In previous posts I wrote about the argument that a person today is so embedded in contemporary life that they have little chance of a fairy encounter. I'm not sure I agree fully, of course. Hopefully, I've written enough about urban fairy folklore and encounters and all of the strange experiences people have reported in towns and cities over the years to challenge this.
That said, there is a traditional and long-held belief that by being alone in the countryside or wild that we raise the chances of these encounters. Whether this truth is in the form of warnings to not stray from the straight path, or visit a certain site known to be frequented by the good people, certainly the natural tendency to become immersed in nature when alone in these places seems to help in bringing about a fairy meeting.
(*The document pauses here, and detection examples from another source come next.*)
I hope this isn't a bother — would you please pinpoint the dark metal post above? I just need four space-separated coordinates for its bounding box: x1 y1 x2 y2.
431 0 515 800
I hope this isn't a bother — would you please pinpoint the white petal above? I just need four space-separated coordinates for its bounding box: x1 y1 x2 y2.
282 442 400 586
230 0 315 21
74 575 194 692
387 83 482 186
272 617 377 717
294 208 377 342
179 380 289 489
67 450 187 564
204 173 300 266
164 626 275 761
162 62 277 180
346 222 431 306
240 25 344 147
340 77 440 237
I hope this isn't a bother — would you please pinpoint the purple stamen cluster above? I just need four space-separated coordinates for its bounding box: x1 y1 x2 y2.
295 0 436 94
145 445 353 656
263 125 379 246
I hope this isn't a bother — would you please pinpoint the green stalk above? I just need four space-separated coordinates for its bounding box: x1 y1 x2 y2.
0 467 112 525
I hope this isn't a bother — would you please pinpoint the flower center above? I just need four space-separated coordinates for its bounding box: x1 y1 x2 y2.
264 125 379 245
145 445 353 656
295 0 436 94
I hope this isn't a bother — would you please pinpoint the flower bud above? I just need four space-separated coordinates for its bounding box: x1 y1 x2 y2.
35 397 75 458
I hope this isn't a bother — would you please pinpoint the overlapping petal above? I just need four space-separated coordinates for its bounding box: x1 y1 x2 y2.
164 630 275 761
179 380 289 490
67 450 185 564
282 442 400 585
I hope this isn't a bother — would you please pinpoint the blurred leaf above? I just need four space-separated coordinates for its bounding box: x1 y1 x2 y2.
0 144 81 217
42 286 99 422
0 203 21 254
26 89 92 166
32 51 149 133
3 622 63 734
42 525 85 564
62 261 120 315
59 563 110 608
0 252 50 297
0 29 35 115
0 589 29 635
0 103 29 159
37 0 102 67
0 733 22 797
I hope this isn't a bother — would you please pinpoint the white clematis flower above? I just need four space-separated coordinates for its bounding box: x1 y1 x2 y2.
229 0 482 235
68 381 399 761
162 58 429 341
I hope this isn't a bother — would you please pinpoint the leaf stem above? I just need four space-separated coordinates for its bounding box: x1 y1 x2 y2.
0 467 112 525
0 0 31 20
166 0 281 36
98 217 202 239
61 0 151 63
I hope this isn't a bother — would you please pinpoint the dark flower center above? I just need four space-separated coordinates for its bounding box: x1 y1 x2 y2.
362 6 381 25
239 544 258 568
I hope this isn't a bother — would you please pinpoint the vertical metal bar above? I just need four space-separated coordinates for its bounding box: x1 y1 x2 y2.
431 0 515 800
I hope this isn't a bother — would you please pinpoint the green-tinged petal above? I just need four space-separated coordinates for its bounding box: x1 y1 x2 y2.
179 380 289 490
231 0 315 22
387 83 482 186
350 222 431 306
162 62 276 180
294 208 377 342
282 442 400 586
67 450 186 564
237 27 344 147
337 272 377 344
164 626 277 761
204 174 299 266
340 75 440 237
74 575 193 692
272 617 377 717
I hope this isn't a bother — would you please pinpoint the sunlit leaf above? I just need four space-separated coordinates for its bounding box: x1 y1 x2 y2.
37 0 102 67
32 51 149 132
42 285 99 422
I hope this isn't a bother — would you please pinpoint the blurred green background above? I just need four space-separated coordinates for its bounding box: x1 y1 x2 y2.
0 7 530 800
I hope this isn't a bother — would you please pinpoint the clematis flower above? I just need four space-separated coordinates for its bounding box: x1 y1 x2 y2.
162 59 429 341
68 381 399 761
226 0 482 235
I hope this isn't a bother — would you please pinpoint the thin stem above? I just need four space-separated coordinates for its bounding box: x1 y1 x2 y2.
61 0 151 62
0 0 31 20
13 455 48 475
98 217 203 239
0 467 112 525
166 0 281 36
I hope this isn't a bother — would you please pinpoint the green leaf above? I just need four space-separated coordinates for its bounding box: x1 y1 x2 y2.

Robert Kirk, the 17th century Scottish fairy folklorist, wrote about "secret paths" which a person might stumble onto and could lead to seeing the fair folk, and maybe even end up being captured by them.
Kirk interestingly describes the movement of fairies as "swimming in the air near the earth" which sounds very much like a travelling river of energetic consciousness, almost.
In fact, the trooping fairies sighted by many here in Ireland sounds quite similar, with a flow of airborne lights moving from ancient monument and site to another turning up frequently in our folklore.
There is a widespread belief that there are particular times when a person might be more likely to see a fairy-being, but it should not be overlooked that, depending on the state of mind of an individual, especially those empathic to such experiences, this is by no means a predictable state of affairs.
Robert Lang, in his introduction to Kirk's The Secret Commonwealth of Elves, Fauns and Fairies, writes that, “These fairy mounds, in their true state, are only visible, in their quarterly appearances, to men of the second sight. That gift of vision includes not only power to see distant or future events, but the viewless forms of air."
In his book, Spirit Paths: An Exploration of Otherworldly Routes, Paul Devereaux tells us of an 18th century witness to the fairy parade. They describe 'the fairies' as "...leaping and frisking in the air, making a path in the air." This sounds very like the crackling and flexing of a current, as much as a group of beings, it must be said.
Again, we are reminded of Irish descriptions of such phenomena. This account from Wicklow is particularly interesting.
"At this Rath in Krishuna it is said the fairies gather on certain nights. They ride on the wings of the wind and retreat at cockcrow to the rath of Mullaghmast in Kildare. The people of this neighbourhood are said to keep a black cock in order to defeat the more evil minded of the fairies and to preserve them from harm.”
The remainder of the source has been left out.